Having spent my early childhood growing up in a small missionary town called Kijabe, located in Kenya’s beautiful Rift Valley, my earliest experiences are saturated in influences from many diverse cultures and religions. This has informed my studies for this final major project.
Surrounded by the bustle of missionaries who made their homes in Kijabe and Indian immigrants who came to help expand our railways, my familiarity with cultural inclusivity inspired this project. I understood that with the arrival of these people came the benefit of new foods, sports and changes in our syllabus that were sensitive to foreign cultures. Chapatis are a staple in Kenyan households on Sundays, but as many know, they are not African. Dreadlocks are historically considered to be Asian and the Swastika was once merely a peaceful symbol of Hinduism and Jainism.
INSPIRATION
Radiosity’s meaning where colour combinations expand based on surface encounters under shared light, multiplying with each contact, draws an interesting parallel between its use as a software application and a metaphor for my own feelings on the polarising and misunderstood nature of cultural appropriation. My Radiosity collection needed to culminate in something that was reflective of light and equally reflective of this openly inclusive philosophy.
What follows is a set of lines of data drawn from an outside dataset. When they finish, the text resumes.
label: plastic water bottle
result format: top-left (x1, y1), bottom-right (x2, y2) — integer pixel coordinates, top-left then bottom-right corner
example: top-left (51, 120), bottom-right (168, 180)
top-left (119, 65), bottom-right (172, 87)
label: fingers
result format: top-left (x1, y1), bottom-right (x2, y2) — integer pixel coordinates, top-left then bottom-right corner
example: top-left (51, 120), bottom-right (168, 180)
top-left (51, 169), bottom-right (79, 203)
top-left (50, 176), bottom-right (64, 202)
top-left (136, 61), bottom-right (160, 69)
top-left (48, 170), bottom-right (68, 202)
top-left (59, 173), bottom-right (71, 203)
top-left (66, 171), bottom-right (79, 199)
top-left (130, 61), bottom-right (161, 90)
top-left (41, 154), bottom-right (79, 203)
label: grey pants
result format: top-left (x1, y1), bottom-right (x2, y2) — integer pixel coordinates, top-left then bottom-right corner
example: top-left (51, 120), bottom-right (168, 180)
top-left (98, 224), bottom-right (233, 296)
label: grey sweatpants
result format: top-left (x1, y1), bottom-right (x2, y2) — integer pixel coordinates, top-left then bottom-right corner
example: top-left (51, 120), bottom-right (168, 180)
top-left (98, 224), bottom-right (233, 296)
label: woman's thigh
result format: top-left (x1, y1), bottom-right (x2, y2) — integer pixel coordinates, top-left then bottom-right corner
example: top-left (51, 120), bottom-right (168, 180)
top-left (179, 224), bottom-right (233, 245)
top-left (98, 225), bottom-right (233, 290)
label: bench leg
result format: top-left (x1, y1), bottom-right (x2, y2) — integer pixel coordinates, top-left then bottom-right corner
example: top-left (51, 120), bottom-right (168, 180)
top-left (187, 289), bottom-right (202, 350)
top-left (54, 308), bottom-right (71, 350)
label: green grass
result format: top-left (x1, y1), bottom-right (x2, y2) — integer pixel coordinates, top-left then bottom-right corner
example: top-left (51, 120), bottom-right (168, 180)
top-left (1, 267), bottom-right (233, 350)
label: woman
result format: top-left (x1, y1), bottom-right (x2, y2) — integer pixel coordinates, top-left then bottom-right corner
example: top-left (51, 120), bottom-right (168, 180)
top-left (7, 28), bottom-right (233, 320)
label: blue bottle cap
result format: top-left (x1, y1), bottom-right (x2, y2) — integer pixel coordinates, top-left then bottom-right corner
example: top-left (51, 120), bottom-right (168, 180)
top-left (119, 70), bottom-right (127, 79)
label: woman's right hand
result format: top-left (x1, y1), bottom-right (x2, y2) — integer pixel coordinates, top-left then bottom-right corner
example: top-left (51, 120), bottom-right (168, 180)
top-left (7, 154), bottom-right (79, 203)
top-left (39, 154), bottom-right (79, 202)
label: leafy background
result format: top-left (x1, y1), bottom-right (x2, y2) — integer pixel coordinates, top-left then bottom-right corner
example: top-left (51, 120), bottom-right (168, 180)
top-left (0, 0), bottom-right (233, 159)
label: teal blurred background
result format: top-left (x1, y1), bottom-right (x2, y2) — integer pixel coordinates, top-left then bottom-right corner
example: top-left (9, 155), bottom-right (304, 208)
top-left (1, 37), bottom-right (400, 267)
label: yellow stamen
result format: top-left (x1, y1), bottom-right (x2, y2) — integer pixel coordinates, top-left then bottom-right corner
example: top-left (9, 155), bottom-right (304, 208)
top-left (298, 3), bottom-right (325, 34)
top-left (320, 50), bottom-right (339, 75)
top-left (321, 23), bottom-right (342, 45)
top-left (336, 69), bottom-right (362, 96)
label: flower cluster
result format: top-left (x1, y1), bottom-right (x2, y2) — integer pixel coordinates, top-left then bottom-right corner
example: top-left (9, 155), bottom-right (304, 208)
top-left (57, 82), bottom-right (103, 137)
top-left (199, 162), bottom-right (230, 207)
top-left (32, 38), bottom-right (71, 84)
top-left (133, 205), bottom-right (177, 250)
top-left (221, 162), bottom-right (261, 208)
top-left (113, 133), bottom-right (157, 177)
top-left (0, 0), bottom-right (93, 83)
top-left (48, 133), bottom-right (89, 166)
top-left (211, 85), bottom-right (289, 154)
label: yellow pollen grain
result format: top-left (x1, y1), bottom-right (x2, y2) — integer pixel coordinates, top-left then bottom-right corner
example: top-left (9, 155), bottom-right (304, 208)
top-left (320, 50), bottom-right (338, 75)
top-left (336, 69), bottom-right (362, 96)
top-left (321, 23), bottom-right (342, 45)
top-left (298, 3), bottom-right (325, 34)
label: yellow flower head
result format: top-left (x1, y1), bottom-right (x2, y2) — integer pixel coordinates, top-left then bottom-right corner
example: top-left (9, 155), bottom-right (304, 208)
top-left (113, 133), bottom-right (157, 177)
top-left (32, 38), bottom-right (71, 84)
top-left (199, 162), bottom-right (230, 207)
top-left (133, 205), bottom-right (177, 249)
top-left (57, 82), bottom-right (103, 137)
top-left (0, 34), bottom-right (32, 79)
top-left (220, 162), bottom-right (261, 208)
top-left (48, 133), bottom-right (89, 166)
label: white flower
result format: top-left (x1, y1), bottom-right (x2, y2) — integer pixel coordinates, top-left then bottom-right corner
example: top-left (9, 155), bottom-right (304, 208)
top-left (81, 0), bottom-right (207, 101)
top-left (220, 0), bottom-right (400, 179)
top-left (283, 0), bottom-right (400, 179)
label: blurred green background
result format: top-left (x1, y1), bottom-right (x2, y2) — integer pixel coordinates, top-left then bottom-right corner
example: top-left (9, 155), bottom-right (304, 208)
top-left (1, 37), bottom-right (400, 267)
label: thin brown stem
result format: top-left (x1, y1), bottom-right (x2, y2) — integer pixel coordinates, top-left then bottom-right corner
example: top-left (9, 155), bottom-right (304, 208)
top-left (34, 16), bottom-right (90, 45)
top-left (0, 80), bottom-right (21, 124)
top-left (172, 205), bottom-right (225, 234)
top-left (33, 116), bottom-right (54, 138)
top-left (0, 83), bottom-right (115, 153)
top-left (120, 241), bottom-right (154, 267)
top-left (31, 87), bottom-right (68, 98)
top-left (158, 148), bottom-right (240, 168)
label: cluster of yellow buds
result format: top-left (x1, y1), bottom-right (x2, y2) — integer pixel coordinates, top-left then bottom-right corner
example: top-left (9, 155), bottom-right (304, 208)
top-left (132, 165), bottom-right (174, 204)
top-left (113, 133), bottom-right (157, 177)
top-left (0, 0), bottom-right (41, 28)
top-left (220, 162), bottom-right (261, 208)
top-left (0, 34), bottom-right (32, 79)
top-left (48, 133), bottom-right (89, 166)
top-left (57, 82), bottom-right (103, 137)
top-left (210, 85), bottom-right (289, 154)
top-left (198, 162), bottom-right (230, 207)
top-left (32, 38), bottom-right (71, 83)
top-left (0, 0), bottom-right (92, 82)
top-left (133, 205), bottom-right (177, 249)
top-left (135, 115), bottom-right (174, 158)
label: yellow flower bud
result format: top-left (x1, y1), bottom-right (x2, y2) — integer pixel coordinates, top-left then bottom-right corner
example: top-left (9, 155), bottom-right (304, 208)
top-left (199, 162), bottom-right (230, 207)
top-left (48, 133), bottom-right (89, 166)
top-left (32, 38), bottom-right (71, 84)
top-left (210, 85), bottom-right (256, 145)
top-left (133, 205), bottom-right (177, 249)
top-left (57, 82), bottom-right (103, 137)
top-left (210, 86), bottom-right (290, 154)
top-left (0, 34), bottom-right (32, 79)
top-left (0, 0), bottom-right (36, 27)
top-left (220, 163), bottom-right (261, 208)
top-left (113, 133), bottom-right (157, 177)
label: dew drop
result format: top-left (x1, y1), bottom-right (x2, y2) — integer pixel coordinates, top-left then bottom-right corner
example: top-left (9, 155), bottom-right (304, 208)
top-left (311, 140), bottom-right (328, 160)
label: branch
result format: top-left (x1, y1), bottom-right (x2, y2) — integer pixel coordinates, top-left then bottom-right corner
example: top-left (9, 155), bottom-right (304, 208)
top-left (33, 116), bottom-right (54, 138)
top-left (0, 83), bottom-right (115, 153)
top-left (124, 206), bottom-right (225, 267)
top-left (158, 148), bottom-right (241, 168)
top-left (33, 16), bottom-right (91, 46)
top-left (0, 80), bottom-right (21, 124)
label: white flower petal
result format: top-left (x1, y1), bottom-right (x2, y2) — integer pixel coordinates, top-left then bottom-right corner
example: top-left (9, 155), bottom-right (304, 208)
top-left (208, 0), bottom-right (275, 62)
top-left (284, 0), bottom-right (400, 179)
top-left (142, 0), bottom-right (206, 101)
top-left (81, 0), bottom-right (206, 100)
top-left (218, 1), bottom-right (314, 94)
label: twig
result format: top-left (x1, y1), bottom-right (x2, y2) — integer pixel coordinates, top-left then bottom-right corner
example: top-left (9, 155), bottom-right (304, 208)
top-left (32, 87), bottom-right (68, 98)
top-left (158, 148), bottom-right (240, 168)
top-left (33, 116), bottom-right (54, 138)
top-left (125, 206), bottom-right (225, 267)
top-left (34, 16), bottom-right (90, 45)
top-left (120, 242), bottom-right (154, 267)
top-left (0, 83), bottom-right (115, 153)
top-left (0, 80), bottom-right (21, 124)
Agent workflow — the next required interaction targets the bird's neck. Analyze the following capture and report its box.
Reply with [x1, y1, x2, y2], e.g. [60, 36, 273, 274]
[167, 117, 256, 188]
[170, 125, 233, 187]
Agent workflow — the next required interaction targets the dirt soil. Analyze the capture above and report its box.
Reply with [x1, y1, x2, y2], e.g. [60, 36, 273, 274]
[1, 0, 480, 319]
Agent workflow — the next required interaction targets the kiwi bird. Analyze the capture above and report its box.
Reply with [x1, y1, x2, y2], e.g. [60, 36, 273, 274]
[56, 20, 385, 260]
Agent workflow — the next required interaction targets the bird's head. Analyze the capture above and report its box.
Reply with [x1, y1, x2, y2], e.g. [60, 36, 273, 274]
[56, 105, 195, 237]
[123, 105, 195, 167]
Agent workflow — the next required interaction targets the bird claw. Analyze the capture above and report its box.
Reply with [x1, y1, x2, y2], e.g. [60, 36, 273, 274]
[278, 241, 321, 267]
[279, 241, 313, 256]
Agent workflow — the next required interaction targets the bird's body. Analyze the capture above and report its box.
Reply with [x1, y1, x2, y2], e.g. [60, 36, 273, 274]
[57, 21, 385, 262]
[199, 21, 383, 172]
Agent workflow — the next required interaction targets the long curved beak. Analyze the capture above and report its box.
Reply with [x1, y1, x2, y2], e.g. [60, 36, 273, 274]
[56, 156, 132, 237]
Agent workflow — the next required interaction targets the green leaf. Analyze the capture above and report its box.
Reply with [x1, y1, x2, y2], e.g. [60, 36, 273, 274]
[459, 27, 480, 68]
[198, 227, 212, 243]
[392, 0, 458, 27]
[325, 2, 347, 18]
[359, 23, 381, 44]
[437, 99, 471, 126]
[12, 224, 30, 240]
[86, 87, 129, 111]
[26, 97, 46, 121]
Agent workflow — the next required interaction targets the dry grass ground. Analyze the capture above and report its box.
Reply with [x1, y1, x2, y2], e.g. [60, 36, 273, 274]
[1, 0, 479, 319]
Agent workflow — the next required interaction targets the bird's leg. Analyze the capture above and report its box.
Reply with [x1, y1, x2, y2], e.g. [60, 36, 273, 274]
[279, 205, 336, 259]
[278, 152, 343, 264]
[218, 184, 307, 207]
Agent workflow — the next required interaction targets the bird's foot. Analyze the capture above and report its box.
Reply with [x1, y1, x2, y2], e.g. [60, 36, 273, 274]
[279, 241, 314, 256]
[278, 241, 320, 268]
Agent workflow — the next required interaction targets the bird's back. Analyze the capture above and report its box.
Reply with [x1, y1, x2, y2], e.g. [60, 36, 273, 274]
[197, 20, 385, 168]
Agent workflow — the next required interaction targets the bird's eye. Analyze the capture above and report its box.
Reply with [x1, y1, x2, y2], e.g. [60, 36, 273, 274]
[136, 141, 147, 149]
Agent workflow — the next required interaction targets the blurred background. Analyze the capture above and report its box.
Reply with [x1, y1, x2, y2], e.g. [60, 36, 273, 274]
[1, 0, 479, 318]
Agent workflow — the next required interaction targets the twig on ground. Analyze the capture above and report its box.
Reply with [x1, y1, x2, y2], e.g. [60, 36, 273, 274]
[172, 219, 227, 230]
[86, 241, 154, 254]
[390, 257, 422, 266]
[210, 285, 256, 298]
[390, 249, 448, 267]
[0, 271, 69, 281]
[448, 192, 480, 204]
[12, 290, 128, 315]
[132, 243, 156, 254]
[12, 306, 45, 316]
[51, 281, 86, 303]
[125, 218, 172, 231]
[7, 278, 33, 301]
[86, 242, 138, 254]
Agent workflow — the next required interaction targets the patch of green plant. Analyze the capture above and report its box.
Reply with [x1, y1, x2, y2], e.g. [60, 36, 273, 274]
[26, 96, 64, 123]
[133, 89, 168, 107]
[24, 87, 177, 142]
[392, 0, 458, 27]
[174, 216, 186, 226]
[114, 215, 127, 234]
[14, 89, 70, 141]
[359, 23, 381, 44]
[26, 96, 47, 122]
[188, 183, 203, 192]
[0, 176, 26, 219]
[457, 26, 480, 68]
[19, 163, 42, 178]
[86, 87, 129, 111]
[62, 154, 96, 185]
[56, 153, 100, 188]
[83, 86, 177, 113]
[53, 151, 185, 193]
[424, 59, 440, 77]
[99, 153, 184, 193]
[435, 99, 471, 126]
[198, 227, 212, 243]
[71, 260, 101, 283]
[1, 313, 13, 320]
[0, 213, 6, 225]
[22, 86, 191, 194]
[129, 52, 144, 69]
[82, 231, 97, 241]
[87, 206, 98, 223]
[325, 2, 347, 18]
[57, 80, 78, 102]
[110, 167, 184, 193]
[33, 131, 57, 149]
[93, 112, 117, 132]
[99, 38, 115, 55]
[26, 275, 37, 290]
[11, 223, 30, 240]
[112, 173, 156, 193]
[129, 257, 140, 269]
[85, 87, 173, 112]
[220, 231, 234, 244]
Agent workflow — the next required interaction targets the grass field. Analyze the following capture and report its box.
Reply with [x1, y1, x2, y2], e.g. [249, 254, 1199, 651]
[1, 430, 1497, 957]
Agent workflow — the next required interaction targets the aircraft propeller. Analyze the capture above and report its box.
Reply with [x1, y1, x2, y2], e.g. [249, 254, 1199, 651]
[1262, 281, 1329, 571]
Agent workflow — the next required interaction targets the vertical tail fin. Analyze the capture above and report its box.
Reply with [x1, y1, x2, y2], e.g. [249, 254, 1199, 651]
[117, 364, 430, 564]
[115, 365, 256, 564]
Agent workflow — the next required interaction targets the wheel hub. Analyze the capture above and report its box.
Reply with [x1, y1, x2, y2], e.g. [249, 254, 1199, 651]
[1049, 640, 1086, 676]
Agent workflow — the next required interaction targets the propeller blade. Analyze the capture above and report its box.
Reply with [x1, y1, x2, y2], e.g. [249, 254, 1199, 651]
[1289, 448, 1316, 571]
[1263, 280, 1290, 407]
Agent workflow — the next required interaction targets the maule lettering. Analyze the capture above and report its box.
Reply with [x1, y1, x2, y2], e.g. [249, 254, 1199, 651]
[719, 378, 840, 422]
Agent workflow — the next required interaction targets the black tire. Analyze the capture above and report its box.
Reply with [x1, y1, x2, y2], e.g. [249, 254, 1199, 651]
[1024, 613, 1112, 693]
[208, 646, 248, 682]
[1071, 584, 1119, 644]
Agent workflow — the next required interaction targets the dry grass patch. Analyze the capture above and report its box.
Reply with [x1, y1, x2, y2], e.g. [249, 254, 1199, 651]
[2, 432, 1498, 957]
The market level for my inclusive collection was androgynous in scope from the very beginning, along with being potentially luxury bespoke and consisting of multiple one-off items. My sketchbooks tend to not only include the conceptual references and drawings I’ve drawn together in pursuit of creating interesting illustrative prints, but each page also acts as a tableau of surface and textural experiments, where the tactile nature of the page resembles that which might end up being draped over a model.
DETAIL
I have used traditional printing techniques, reused, and utilised dyes, heat transfer and screen printing. I paid great consideration on how my exploration of this project would impact the environment. Since winning the 2021 Circular Economy Award, I have continued to source found offcuts and discarded fibres to stay sustainable. I needed materials and surfaces that could potentially attract, absorb, and reflect light, organza and Leather have these properties and given the immense pliability and versatility of leather it is the perfect backstitch to sew the threads of my concept together. I then printed on the leather using heat transfer and creative leather techniques to create gilets, bags, and accessories. I wanted to bring the tactile element of my sketchbook and translate it into my fabrics, to achieve this I recycled soiled gloves and scraps of materials that would have otherwise ended up in the landfill then I explored traditional pleating techniques to create more dimensionality to my work.